Graves v. City of Muncie, 668S88

Decision Date15 December 1970
Docket NumberNo. 668S88,668S88
Citation264 N.E.2d 607,255 Ind. 360
CourtIndiana Supreme Court
PartiesRobert GRAVES, Norman Miller and Bing Crosby, each being a resident voter and taxpayer of the City of Muncie in Delaware County, Indiana and a member of the Fire Department of the City of Muncie and the International Fire Fighters Association, Local #1348 of the City of Muncie, Indiana, for and on behalf of themselves individually and as members of the said Fire Department and Union Local #1348, and on behalf of all others similarly situated who have a common and general interest in the subject of this action, but who are so numerous it would be impracticable to bring them all before the Court, Appellants, v. The CITY OF MUNCIE, John V. Hampton, Mayor, Garland Hardy, Roland Meister, Van P. Smith, Veva Peters, Alvin McKillip, as Members of the Merit Plan Commission, for the Police and Fire Departments of the City of Muncie, Indiana, Marion J. Gibson, Jr., Chief of the Police Department of the City of Muncie, Indiana, as an Ex-Officio Member of the Merit Plan Commission; and Wilbur Shimer, Chief of the Fire Department for the City of Muncie, Indiana, as an Ex-Officio Member of the Merit Plan Commission of the City of Muncie, Indiana, Appellees.

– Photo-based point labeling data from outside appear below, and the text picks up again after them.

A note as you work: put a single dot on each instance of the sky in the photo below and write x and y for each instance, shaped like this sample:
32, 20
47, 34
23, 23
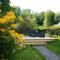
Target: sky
37, 5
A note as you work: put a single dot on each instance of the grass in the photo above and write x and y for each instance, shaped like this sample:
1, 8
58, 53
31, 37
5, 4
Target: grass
54, 46
28, 54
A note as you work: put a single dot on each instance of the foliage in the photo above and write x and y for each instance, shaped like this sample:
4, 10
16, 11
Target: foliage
54, 46
9, 38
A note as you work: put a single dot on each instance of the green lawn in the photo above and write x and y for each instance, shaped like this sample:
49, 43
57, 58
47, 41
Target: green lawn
28, 54
54, 46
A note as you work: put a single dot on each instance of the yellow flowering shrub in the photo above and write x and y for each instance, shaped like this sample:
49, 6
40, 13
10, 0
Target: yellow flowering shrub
13, 25
2, 21
10, 16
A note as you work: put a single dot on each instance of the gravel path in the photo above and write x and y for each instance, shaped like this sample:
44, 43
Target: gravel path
48, 54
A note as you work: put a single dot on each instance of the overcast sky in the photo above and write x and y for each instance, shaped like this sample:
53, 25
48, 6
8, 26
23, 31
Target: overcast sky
38, 5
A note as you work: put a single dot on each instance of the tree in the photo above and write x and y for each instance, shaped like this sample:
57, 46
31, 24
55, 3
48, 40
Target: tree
49, 17
8, 36
4, 4
57, 18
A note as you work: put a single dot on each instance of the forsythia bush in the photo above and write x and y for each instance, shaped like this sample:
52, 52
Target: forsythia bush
8, 36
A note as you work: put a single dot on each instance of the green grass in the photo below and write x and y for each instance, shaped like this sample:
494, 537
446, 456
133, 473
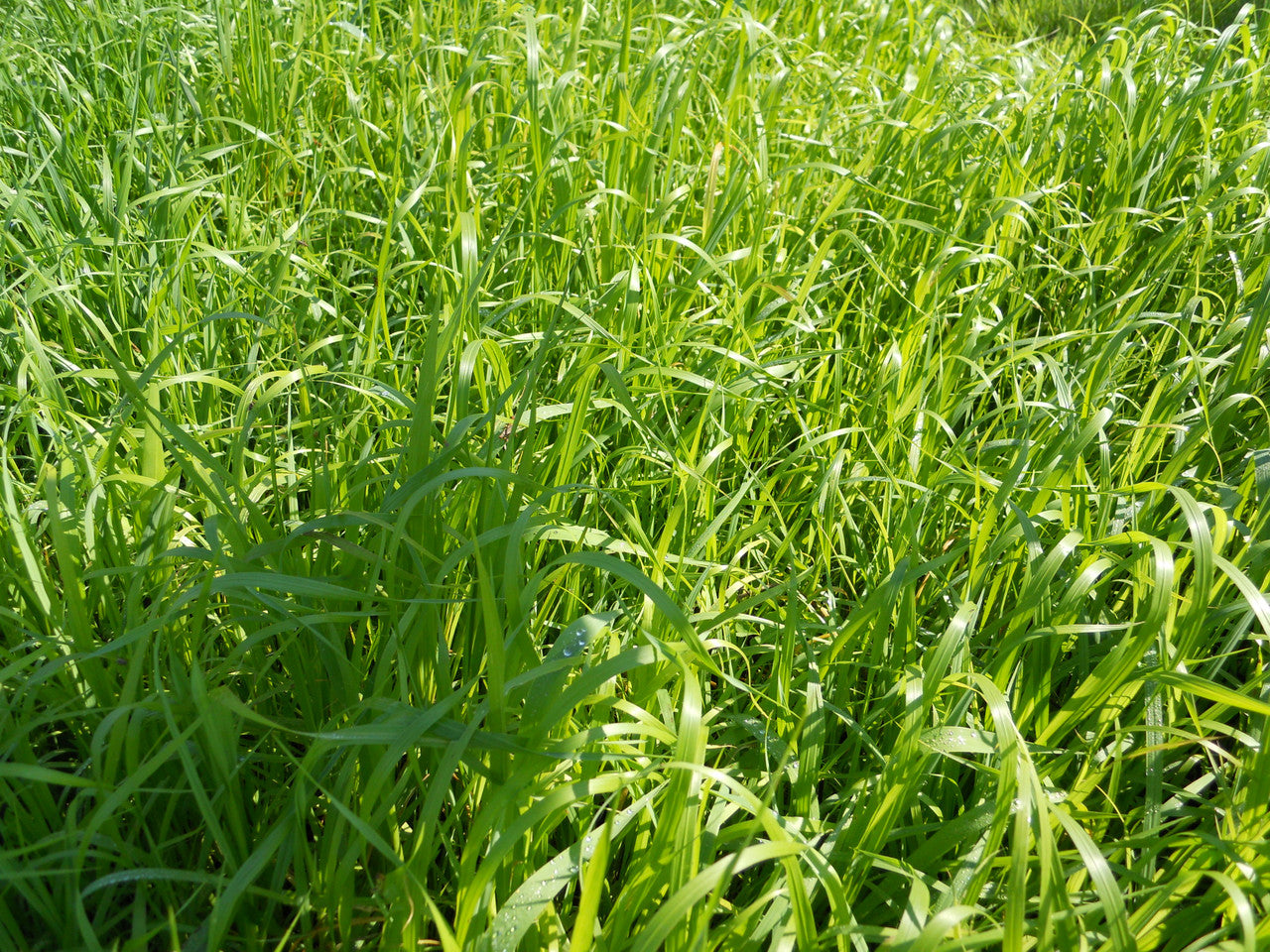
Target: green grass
1080, 21
629, 476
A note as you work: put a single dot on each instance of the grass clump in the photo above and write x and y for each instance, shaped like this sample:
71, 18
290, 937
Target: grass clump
627, 476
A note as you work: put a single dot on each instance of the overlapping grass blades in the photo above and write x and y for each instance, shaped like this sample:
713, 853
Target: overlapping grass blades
630, 476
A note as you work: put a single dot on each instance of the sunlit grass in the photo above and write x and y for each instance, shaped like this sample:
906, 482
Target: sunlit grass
675, 475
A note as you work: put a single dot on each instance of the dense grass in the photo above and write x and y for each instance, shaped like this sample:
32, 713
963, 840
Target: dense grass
631, 475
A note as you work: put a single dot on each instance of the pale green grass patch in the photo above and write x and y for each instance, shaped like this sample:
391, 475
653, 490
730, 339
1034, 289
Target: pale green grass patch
676, 475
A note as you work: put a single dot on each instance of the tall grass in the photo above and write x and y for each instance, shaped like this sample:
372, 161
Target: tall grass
624, 475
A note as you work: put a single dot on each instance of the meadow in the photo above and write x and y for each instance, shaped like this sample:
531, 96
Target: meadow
612, 475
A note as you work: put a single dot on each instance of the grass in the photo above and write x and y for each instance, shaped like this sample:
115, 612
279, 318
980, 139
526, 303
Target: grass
1080, 21
630, 476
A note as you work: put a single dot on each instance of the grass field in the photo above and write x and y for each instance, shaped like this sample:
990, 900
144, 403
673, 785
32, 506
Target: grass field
631, 475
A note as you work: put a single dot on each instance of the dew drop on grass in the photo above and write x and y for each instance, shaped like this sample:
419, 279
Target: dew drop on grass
572, 640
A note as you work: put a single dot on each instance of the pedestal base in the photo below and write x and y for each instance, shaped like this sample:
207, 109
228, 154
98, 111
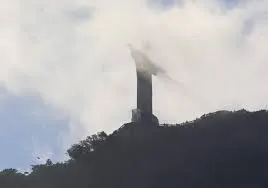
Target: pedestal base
144, 118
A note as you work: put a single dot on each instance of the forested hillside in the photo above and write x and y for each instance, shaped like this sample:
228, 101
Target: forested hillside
221, 149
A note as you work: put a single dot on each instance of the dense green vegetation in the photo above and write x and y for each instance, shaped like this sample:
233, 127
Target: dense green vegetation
221, 149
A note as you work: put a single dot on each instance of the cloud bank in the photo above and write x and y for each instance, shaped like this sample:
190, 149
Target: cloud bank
73, 55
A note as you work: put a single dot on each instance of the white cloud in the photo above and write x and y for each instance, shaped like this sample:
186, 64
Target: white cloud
84, 68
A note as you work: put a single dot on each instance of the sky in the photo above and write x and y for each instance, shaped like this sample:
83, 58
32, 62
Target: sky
66, 71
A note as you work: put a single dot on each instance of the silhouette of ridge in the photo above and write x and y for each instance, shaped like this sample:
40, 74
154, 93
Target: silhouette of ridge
220, 149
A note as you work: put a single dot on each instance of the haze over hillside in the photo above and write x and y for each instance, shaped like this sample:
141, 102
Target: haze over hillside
223, 149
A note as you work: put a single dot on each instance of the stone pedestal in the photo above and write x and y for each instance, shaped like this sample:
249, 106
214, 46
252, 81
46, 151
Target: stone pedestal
144, 118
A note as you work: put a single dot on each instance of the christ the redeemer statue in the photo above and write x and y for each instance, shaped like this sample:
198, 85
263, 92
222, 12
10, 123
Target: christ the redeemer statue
145, 69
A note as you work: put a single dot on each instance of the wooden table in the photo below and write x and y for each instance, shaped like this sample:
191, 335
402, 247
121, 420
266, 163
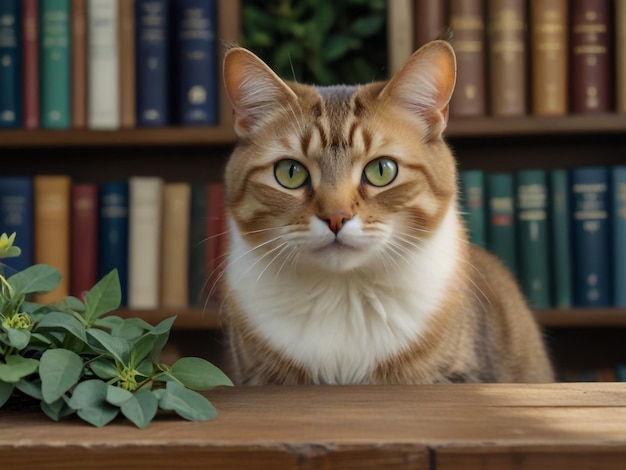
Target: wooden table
570, 426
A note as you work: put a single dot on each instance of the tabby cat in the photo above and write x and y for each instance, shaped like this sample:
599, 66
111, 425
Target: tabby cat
348, 261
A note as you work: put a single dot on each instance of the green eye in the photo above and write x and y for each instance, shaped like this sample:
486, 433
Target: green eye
290, 174
380, 172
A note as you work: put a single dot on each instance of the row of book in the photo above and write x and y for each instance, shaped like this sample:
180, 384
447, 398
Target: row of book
520, 57
166, 239
561, 232
107, 64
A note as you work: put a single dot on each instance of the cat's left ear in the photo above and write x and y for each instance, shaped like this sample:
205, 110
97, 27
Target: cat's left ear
425, 84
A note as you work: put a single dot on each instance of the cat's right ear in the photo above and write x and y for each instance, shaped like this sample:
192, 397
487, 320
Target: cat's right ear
254, 90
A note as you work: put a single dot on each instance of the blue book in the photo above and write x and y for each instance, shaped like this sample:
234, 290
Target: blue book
113, 232
591, 248
152, 19
10, 64
195, 52
16, 215
618, 219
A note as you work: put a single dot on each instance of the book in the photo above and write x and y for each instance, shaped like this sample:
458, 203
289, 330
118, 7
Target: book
429, 21
144, 242
30, 63
152, 19
532, 230
549, 56
10, 64
16, 216
55, 71
128, 98
590, 46
560, 238
103, 89
589, 192
175, 245
83, 238
618, 219
399, 33
468, 28
79, 63
195, 37
113, 206
507, 57
52, 230
501, 233
473, 204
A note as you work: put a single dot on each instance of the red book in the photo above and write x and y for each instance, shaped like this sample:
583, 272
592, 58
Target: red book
84, 238
30, 13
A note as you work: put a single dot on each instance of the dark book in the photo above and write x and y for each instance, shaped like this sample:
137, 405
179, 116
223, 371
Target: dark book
16, 216
195, 36
152, 19
10, 64
589, 191
590, 55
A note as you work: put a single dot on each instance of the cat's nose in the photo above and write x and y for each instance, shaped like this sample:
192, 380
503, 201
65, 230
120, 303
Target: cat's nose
335, 220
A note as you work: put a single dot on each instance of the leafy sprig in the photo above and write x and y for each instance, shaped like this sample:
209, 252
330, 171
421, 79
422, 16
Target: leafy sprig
75, 357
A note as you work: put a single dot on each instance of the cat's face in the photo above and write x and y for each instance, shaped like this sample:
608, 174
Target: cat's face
339, 178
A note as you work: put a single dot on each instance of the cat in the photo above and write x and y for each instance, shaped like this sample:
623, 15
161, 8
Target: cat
348, 260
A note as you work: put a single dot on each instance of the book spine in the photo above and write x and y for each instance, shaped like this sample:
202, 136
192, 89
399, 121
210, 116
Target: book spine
103, 90
473, 205
30, 58
83, 238
52, 230
548, 56
501, 236
468, 27
590, 236
127, 64
507, 57
590, 56
79, 63
144, 249
113, 207
152, 25
10, 64
618, 195
560, 242
196, 84
16, 216
429, 20
175, 245
532, 226
55, 70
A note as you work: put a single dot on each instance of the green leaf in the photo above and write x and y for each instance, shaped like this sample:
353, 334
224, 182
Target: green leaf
103, 298
16, 368
186, 403
198, 374
141, 408
59, 370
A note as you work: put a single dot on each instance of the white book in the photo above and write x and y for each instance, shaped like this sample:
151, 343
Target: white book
103, 87
144, 241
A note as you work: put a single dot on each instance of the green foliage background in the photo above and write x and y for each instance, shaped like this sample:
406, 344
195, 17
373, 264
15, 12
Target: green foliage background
319, 42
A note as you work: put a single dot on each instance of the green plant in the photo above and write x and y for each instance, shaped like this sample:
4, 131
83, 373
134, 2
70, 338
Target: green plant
318, 41
74, 358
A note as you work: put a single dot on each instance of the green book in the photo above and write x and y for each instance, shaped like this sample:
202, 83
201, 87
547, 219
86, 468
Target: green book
472, 204
532, 229
560, 240
55, 70
501, 218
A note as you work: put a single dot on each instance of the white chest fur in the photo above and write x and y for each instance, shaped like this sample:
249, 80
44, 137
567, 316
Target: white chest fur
339, 326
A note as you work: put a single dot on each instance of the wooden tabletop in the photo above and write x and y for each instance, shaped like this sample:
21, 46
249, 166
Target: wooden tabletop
574, 426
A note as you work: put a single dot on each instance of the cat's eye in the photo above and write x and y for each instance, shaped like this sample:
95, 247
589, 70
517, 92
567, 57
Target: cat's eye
290, 174
380, 172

Haggerty, Haggerty & Kias, Hamill & Price, Indianapolis, for appellants.

Edward Dixon, Frank E. Gilkison, Jr., White, Haymond, Pierce, Beasley & Gilkieson, Ralph E. Dennis, Jr., Muncie, for appellees.

GIVAN, Judge.

The appellants brought an action against the appellees for permanent injunction and a restraining order to restrain and prohibit the defendant from administering the provisions of Chapter 141 of the Acts of 1963 which may be found in Burns' Ind.Stat., 1963 Repl., §§ 48--6260 to 48--6285 as it applied to the Fire Department of the City of Muncie. The trial court denied the relief sought and the appellants appealed claiming as error that the decision of the trial court was contrary to law and that it was not sustained by sufficient evidence. Since the decision in this case was a negative one against the appellants who had the burden of proof the grounds claiming insufficiency of the evidence present no question here. Schuh v. State (1968), Ind., 15 Ind.Dec. 667, 241 N.E.2d 362; Hinds v. McNair (1955), 235 Ind. 34, 129 N.E.2d 553.

Therefore, the only question before this Court is whether the decision of the trial court was contrary to law.

In the trial court the appellees challenged the right of appellants to maintain this action claiming that appellants had failed to show that any of their rights were impaired or prejudiced by the statute; that any rights affected by the statute are not personal rights. With this we cannot agree.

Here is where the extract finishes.